In [1]:
import json
import numpy as np

### Load dataset

In [2]:
with open('dataset/smithsonian.json') as f:
    articles = json.load(f)

In [3]:
# Extract tags from articles
tags = []
for article in articles:
    tmp_arr = []
    article_tags = article.get('tags', '') if article.get('tags') else ''
    article_section = article.get('section', '') if article.get('section') else ''
    raw_tags = article_tags + ',' + article_section
    for tag in raw_tags.split(','):
        normalised_tag = tag.strip().lower()
        if normalised_tag != '':
            tmp_arr.append(normalised_tag)
    tags.append(' '.join(tmp_arr))

### Approach 1: TF-IDF

In [None]:
from sklearn.metrics.pairwise import cosine_similarity
from sklearn.feature_extraction.text import TfidfVectorizer

In [4]:
# Convert the tags to a matrix of TF-IDF features
vectorizer = TfidfVectorizer()
tfidf_matrix = vectorizer.fit_transform(tags)

In [5]:
# Function to generate recommendations for a user given a list of tags using TF-IDF
def recommend(user_preference_tags, num_recommendations=5):
    user_preference_string = ', '.join(user_preference_tags)
    user_preference_vector = vectorizer.transform([user_preference_string])
    similarities = cosine_similarity(user_preference_vector, tfidf_matrix)[0] # Cosine similarity return a list inside a list. We only need the first list.
    sorted_article_indices = np.argsort(similarities)
    top_article_indices = sorted_article_indices[-num_recommendations:]
    return [articles[i]["title"] for i in top_article_indices]

In [48]:
print(recommend(['art', 'history'], 5))

['How the U.S. Government Deployed Grandma Moses Overseas in the Cold War', 'With AI Art, Process Is More Important Than the Product', "The Striking New Artworks That Follow Rockefeller Center's Grand Tradition of Public Art", 'The Story of Charles Willson Peale’s Massive Mastodon', 'These Portraits Made a Bold Statement in 19th-Century America']

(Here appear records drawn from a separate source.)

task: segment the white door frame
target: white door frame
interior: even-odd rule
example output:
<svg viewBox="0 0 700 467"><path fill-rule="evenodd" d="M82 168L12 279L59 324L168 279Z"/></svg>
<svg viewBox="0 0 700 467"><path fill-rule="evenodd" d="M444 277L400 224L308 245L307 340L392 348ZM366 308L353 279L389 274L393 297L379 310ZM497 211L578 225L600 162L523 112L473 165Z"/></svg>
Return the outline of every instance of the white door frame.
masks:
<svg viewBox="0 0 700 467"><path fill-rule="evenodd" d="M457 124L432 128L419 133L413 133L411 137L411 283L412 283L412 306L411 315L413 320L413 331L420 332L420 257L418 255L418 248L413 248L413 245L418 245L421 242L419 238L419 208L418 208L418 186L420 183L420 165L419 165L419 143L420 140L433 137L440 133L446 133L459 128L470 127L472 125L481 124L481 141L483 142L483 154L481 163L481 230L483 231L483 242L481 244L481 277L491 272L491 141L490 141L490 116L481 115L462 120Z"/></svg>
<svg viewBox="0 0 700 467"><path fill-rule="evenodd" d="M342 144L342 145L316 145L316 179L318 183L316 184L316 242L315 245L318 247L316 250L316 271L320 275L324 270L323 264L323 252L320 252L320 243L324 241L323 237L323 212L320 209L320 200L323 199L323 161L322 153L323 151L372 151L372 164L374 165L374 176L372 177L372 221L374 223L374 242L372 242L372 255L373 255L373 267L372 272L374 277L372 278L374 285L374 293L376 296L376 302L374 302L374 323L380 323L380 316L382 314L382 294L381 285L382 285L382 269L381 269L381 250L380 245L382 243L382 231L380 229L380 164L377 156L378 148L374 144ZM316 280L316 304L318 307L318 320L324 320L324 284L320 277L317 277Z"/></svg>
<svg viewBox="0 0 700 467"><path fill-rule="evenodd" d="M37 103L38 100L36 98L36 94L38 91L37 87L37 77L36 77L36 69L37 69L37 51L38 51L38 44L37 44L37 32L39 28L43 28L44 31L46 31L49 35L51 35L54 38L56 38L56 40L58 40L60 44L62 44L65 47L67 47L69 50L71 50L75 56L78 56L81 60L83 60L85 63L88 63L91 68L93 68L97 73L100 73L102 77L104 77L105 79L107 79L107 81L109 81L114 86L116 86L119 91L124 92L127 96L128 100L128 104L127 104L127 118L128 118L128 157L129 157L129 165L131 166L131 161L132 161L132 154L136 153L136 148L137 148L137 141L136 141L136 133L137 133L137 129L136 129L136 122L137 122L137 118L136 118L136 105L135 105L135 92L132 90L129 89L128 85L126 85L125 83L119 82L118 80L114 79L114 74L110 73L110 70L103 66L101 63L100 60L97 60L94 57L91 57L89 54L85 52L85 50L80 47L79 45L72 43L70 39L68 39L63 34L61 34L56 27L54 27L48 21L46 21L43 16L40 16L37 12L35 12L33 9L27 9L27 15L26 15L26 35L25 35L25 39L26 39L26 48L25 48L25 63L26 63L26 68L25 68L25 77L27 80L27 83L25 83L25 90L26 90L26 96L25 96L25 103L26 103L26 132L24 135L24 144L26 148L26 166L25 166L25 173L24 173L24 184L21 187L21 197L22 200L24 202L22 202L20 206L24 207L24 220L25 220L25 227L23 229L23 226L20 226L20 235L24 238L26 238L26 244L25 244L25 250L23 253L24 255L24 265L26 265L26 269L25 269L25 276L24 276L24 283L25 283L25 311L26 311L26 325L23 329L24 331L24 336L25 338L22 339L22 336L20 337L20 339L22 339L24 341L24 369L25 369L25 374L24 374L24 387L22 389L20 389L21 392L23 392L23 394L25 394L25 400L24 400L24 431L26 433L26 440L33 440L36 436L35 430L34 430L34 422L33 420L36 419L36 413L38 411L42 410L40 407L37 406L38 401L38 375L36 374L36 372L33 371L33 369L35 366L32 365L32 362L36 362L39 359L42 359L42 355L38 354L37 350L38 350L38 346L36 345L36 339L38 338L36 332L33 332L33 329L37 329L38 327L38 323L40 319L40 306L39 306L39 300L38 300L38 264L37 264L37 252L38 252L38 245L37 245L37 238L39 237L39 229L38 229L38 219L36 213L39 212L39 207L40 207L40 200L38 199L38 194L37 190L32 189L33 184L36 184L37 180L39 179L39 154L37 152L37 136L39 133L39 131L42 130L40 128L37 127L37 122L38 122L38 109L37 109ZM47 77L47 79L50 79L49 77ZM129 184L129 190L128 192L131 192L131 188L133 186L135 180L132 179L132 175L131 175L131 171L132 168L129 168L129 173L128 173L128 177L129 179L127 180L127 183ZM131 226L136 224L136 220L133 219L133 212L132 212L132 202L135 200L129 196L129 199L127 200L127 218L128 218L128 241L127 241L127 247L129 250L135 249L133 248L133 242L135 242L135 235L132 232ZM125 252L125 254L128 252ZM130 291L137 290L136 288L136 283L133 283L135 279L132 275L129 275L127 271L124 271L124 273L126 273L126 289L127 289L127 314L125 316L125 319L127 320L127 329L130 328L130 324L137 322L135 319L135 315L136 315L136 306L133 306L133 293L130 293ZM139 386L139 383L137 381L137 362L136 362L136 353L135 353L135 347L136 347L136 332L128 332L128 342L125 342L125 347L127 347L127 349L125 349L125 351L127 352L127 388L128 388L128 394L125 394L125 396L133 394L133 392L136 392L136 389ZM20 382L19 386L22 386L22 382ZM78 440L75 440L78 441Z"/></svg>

### Approach 2: Embeddings

In [7]:
import torch
from transformers import BertModel, BertTokenizer
from sklearn.metrics.pairwise import cosine_similarity

  from .autonotebook import tqdm as notebook_tqdm


In [13]:
tokenizer = BertTokenizer.from_pretrained('bert-base-uncased')
model = BertModel.from_pretrained('bert-base-uncased')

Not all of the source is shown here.